As the U.K. snap elections take place, a British-American trans woman reflects on the painful and lasting impact of the anti-trans movement in the country.
Because it’s reassigning someone’s gender - e.g. making a female body look more like a man’s. We don’t have the technology to change someone’s biological sex, but we can help them by giving them a body that more closely resembles their gender identity.
People can do whatever they need for their identity, but they need to remember it's just an identity. It exists for a reason that does not come from within a person. That's the whole premise of an identity, pursuing a specific treatment from society based on how it identifies you. The happiest people in human history give few fucks about their identity.
So I can see why some people find it sad. But I can see why other people just as caught up and trained by society would be mad, not really understanding it's got nothing to do with them.
Yeah, everyone's got it to a degree. Some will be violent over those sports. Others simply make sure they look professional before going to work. I think people just need to remember what it all is at times though, before harming themselves or others in the process. I get upset at people hating who they are as much as people hating others for who they are, like anyone hada choice in it all lol.
Can't wait until we've passed it on by and socially evolved, but I will be long dead when that happens. Until then, don't let people get ya down and just be you, y'all!

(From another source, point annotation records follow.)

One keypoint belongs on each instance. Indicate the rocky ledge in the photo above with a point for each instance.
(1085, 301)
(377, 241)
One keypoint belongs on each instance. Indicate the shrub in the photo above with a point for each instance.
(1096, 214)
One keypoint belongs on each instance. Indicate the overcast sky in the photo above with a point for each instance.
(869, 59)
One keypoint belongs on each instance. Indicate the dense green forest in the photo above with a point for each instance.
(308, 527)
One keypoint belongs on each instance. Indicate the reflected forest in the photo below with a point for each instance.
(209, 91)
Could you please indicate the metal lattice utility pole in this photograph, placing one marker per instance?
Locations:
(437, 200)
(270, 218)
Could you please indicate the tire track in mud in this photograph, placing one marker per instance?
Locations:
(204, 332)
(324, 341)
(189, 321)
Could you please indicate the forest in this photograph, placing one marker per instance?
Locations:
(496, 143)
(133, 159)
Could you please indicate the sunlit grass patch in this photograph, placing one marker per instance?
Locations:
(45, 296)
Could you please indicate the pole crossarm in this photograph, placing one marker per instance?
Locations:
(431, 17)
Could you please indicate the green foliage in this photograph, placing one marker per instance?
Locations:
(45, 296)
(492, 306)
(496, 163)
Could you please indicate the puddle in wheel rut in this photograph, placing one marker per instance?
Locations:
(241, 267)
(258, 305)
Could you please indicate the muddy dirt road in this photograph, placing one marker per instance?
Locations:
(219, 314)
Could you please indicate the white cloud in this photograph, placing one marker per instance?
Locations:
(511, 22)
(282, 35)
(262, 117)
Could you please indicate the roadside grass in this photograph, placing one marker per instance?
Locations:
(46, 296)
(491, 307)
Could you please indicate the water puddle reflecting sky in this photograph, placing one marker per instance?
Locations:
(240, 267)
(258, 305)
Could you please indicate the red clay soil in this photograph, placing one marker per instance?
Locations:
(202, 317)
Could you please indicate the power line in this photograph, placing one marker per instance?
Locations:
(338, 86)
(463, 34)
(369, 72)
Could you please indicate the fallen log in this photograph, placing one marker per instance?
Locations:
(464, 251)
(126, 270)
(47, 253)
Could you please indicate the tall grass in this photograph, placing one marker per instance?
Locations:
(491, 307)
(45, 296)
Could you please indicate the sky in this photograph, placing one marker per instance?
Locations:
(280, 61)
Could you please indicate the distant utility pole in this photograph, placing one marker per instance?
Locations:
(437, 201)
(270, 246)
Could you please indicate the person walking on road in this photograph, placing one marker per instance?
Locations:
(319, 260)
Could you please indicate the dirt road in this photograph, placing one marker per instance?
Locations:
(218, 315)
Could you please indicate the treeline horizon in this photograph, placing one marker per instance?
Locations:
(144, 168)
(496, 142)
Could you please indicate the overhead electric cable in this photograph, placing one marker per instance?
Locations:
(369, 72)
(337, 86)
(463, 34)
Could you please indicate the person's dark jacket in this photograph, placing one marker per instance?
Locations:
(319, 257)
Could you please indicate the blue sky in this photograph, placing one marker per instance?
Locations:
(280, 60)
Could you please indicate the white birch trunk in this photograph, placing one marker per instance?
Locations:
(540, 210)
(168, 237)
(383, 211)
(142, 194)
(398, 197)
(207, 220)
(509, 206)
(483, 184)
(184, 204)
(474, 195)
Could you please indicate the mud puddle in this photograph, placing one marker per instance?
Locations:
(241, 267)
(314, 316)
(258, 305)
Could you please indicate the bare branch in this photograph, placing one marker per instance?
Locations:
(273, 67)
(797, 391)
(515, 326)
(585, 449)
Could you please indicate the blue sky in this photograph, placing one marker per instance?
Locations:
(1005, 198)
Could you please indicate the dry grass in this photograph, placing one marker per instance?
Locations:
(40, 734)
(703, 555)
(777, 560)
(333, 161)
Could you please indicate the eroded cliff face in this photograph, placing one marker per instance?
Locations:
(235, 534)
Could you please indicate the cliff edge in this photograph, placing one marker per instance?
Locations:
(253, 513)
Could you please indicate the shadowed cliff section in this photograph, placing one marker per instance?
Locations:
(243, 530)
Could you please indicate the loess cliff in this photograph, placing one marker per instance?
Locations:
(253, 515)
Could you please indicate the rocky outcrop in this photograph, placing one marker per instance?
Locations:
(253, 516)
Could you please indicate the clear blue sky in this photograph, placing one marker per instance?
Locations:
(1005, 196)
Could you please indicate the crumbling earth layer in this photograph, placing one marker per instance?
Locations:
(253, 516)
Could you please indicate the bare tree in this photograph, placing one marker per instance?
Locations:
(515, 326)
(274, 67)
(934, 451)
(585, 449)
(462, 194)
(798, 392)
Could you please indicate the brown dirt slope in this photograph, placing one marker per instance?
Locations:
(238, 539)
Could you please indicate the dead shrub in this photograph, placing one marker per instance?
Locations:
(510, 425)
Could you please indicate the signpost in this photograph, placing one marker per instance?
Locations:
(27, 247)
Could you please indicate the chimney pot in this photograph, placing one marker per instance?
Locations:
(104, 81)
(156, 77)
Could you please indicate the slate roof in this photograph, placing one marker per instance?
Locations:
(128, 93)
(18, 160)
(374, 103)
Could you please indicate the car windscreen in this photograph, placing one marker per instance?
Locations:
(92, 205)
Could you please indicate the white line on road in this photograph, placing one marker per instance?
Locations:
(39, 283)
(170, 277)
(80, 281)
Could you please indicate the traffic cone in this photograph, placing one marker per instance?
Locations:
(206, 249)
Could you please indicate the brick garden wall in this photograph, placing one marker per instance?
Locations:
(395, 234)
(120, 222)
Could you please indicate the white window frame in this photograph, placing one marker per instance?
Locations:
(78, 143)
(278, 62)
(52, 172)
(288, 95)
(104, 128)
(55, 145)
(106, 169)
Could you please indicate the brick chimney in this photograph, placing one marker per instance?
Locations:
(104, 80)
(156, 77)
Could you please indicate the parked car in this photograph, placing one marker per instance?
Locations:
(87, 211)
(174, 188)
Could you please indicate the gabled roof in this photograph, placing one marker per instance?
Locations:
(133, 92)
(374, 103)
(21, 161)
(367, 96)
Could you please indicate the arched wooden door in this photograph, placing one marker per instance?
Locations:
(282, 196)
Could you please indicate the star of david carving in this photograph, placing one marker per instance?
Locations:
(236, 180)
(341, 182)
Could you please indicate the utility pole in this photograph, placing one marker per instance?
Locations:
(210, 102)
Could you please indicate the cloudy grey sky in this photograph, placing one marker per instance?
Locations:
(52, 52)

Sex refers to a set of biological attributes in humans and animals. It is primarily associated with physical and physiological features including chromosomes, gene expression, hormone levels and function, and reproductive/sexual anatomy. Sex is usually categorized as female or male but there is variation in the biological attributes that comprise sex and how those attributes are expressed.
Gender refers to the socially constructed roles, behaviours, expressions and identities of girls, women, boys, men, and gender diverse people. It influences how people perceive themselves and each other, how they act and interact, and the distribution of power and resources in society. Gender identity is not confined to a binary (girl/woman, boy/man) nor is it static; it exists along a continuum and can change over time. There is considerable diversity in how individuals and groups understand, experience and express gender through the roles they take on, the expectations placed on them, relations with others and the complex ways that gender is institutionalized in society.
Yeah, sure, a pedant could argue that "gender correction surgery" is the wrong term since gender is a social construct and that's not what's literally done in the operation, because the operation is more about correcting (ie into accordance with whatever that person's gender is) external "markers" of sex and/or genitals, but that doesn't mean sex reassignment is therefore the correct term.
Sex refers to 2 out of the 3 things you've mentioned there. Hormone Levels and Function, and Reproductive/Sexual anatomy.
We can't change chromosomes (and gene expression is essentially the same category here) - so it's literally our closest attempt at altering sexually dimorphic characteristics. I've been told time and time again gender is fluid, can change on a day to day basis, is based on socially constructed roles, and the jury is still out on if it has nothing to do with sex, or has everything to do with sex. I've heard answers from both sides on that one.
So it makes no sense to me why we allow it to be called Gender reassignment.
Yeah I also think it's dumb. I'm not gonna change my gender, I'm going to change my dick into a clit/pussy. That's literally reassigning my primary sex characteristics. Hormones also changed my sex, do people think my boobs are a gender thing?
Because we don't. The old name was "Sex Reassignment Surgery" (SRS), but the new names are "Gender Affirming Surgery" and "Gender Confirmation Surgery".
The whole situation is BS in the first place, back in the days the concept of gender was introduced to allow some flexibility in the social aspects while keeping sex (as in phenotype) a binary which science already knew it wasn't. Bimodal distribution, yes, binary, no. Things get complicated fast once you go past egg cells and sperm, that's the only actual binary that exists.
English in particular uses transsexual because back in the days activists wanted to avoid associations with sexuality, to not get tangled up in people's homophobic sentiments. Other language use precisely that term, transsexual. Hirschfeld coined "transvestite", back then a catch-all term for behaviour not conforming to your sex assigned at birth (and you could get a transvestite pass in Imperial Germany to stop the police harassing you for "inciting public disorder"), Benjamin coined "transsexual", in English, as a diagnosis separate to "just liking to dress up differently", it got replaced later on don't ask me for a source right now.